São Paulo, Sociedade Anônima: a escala 6x1
- Alexandre Filho
- 19 de dez. de 2024
- 3 min de leitura
O ano é 1943. O Presidente Getúlio Vargas decretou a Consolidação das Leis do Trabalho que, no seu Art. 58, prevê a duração do trabalho em 8 horas diárias. Antes disso, a carga horária era pulverizada e determinada de acordo com a profissão. Era comum, por exemplo, que trabalhadores cumprissem de 10 a 14 horas diárias. O trabalho infantil era legalizado (Decreto 1.313/1891) e as mulheres eram acostumadas a trabalhar na exaustão. Havia regras, como, por exemplo, menores de 12 anos não podiam trabalhar. Aliado a isso, não havia descanso semanal remunerado e a demissão podia ser feita sem justificativa.
A década de 1910. Greves e movimentos operários surgem, principalmente nas maiores metrópoles brasileiras, São Paulo e Rio de Janeiro, pressionando o poder público por jornadas menores, melhores salários, melhores condições de trabalho etc. Em 1907, por exemplo, o Presidente Afonso Pena sancionou o Decreto 1.637 que permitia a criação de sindicatos urbanos. Em 1919, Delfim Moreira sancionou o Decreto 3.724 que regulamenta as indenizações por acidentes de trabalho. Nesse período histórico, a Federação era mais centrífuga que a atual. Os Estados e Municípios legislavam sobre o tema, o que hoje é restrito apenas à União. Houve, por exemplo, a Lei Municipal 1.350/1911 do Rio de Janeiro que fixava o horário de trabalho dos empregados do comércio. As lojas que funcionassem por mais de 12 horas por dias deveriam ter dois turnos de empregados.
O ano é 2024. O movimento VAT (Vida Além do Trabalho), liderado pelo Vereador Rick Azevedo do Rio de Janeiro, levantou a pauta de acabar com a escala 6 x 1. A Constituição de 1988 reduziu de 48 para 44 horas semanais (8 horas diárias de segunda a sexta-feira e 4 horas no sábado), mas isso não é o suficiente, como disse o próprio Presidente Lula, à época Constituinte, em seu último discurso antes da promulgação da Constituição. No sítio eletrônico “Petição Pública”, o movimento endereça ao Congresso Nacional diz que “acredita que é possível alcançar um equilíbrio entre vida profissional e pessoal no Brasil” e “espera que nossas preocupações sejam levadas a sério”.
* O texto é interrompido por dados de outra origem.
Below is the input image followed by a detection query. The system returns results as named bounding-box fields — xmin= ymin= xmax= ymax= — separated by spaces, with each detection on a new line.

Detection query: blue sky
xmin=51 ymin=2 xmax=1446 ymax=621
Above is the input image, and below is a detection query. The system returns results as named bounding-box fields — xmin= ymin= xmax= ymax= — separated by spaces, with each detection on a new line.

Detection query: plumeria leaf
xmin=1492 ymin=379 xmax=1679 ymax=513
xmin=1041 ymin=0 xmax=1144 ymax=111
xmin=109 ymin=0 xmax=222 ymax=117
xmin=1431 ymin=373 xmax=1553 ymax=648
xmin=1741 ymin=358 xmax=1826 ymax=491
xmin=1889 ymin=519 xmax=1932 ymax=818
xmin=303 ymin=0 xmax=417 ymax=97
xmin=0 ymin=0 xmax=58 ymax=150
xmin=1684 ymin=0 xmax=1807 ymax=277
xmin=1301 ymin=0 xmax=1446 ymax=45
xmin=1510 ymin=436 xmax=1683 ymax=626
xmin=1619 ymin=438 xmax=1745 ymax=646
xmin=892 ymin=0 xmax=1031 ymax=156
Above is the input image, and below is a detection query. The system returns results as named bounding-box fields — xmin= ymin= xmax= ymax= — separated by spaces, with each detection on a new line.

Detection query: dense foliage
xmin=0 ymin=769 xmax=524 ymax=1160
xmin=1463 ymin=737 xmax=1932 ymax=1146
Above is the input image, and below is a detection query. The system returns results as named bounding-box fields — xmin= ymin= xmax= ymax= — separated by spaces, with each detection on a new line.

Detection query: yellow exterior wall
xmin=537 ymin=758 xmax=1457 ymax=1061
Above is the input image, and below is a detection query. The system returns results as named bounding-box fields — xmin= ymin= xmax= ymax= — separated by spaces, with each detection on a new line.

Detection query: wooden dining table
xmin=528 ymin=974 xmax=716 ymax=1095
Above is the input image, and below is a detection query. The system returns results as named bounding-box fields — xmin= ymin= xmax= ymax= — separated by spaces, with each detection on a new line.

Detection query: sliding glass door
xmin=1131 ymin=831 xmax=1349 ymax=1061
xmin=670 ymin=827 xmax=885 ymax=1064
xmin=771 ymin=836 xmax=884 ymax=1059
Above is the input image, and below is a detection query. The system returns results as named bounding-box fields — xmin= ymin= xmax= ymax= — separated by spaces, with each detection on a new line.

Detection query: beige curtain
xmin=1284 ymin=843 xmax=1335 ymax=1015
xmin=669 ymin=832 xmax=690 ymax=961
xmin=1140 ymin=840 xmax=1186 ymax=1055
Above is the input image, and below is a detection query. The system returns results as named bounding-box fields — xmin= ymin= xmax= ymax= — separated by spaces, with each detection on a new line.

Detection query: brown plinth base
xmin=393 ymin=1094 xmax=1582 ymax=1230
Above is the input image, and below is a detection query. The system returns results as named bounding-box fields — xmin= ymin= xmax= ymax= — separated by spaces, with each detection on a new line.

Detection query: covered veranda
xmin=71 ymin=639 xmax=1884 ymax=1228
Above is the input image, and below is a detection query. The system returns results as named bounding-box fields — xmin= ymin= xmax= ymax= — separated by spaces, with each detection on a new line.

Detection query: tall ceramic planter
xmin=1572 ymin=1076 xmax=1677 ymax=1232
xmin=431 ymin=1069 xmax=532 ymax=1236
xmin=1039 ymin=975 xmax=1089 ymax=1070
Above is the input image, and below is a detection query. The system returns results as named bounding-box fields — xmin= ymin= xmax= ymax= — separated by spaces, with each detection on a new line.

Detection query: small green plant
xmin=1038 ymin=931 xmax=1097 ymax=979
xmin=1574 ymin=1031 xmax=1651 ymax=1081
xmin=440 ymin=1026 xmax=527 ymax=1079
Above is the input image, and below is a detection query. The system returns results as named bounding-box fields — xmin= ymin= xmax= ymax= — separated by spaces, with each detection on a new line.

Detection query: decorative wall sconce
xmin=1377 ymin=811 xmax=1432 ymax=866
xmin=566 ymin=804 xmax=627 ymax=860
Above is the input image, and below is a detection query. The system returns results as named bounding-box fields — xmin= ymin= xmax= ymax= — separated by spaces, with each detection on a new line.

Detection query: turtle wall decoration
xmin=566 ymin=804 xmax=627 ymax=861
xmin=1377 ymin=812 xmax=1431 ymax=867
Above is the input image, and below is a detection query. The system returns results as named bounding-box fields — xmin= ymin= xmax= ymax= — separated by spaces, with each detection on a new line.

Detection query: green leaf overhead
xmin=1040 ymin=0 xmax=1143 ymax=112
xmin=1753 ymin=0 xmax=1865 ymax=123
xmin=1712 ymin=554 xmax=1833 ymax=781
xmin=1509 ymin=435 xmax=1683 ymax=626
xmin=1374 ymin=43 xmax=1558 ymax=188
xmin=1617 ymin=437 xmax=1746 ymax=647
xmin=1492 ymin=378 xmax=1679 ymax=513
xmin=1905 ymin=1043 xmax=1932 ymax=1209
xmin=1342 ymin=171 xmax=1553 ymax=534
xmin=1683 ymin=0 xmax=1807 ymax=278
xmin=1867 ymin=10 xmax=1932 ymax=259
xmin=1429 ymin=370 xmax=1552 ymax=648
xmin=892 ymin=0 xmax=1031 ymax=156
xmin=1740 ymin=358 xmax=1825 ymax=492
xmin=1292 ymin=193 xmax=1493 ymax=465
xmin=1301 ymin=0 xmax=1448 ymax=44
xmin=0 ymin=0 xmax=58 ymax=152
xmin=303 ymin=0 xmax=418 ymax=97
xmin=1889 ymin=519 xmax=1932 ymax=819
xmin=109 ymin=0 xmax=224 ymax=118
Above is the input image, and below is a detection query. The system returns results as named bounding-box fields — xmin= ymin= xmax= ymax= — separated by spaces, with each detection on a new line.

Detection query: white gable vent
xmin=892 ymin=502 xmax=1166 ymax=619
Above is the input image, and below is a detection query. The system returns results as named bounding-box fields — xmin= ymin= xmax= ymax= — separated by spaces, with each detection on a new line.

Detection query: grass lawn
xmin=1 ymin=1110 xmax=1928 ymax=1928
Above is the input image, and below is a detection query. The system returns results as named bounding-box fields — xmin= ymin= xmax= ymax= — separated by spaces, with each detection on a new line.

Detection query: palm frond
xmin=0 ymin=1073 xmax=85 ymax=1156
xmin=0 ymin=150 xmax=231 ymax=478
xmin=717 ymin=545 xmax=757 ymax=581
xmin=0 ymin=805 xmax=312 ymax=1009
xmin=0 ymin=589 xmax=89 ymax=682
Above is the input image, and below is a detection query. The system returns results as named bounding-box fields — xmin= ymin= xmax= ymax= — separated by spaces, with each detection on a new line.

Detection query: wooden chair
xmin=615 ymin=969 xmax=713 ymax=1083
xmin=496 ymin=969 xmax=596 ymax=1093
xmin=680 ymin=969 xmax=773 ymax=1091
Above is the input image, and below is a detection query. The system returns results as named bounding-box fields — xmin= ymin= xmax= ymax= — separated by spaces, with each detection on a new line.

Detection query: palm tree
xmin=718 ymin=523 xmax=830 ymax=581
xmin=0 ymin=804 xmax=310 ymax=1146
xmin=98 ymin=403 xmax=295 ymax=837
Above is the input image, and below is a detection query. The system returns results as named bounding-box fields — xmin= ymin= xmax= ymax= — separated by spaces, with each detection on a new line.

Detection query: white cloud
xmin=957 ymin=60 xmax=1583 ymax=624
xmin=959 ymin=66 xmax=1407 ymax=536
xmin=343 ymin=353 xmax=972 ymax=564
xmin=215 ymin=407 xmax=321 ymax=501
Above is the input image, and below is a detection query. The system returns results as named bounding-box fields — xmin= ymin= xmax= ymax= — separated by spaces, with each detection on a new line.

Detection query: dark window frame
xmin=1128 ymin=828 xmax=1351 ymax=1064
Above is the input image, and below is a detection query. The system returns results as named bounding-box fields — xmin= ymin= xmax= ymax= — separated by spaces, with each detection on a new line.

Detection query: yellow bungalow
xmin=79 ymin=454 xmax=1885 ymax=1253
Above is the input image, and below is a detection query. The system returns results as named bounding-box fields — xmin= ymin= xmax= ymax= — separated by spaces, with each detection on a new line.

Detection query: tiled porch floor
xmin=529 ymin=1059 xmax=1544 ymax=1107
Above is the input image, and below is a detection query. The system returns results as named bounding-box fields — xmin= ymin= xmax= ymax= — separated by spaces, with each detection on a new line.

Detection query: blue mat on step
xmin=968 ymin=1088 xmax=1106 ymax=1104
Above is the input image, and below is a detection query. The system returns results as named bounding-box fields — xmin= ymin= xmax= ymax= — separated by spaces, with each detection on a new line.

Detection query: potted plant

O ano é 1965. É lançado nos cinemas o filme “São Paulo, Sociedade Anônima” dirigido pelo Luís Sérgio Person. A história se passa no final dos anos 50 e conta a história de Carlos, um jovem paulistano de 25 anos, que, ao galgar novos cargos onde trabalha, torna-se gerente de uma fábrica de autopeças. Seu patrão é um sonegador de impostos e tem várias amantes. Ele trabalha muito, tem um bom salário, mas vive insatisfeito. De supetão, resolve fugir.
“Recomeçar, mil vezes recomeçar, recomeçar…”. O personagem principal vive um mal-estar. Está sempre em movimento. São Paulo, portanto, é uma personagem do filme. É demonstrada a correria da população paulistana no trabalho. Arturo, dono da fábrica de autopeças, esbanja uma vida de pequenos luxos, como várias amantes, mas ao custo de levar seus funcionários à exaustão. Em uma cena marcante, inspetores do Ministério do Trabalho visitam a fábrica e constatam várias irregularidades. Arturo resolve a situação de maneira diplomática e até convida os inspetores a voltarem para tomar um café. Isso, no entanto, acontece após nosso personagem Carlos, gerente que é, estressar-se com a possibilidade de ter a fábrica fechada por irregularidades minimizadas por Arturo.
Assim como Carlos, todos nós buscamos diariamente “recomeçar, mil vezes recomeçar”. Provavelmente inspirado no mito de Sísifo, condenado a passar a vida empurrando uma pedra morro acima só para vê-la tragicamente descer sem motivo, Carlos está sempre na esperança de construir um equilíbrio entre o labor e o viver. Tanto o movimento VAT hoje, quanto o filme “São Paulo, Sociedade Anônima”, são críticas à alienação que afeta tantos trabalhadores, mesmo após as conquistas da Consolidação das Leis do Trabalho.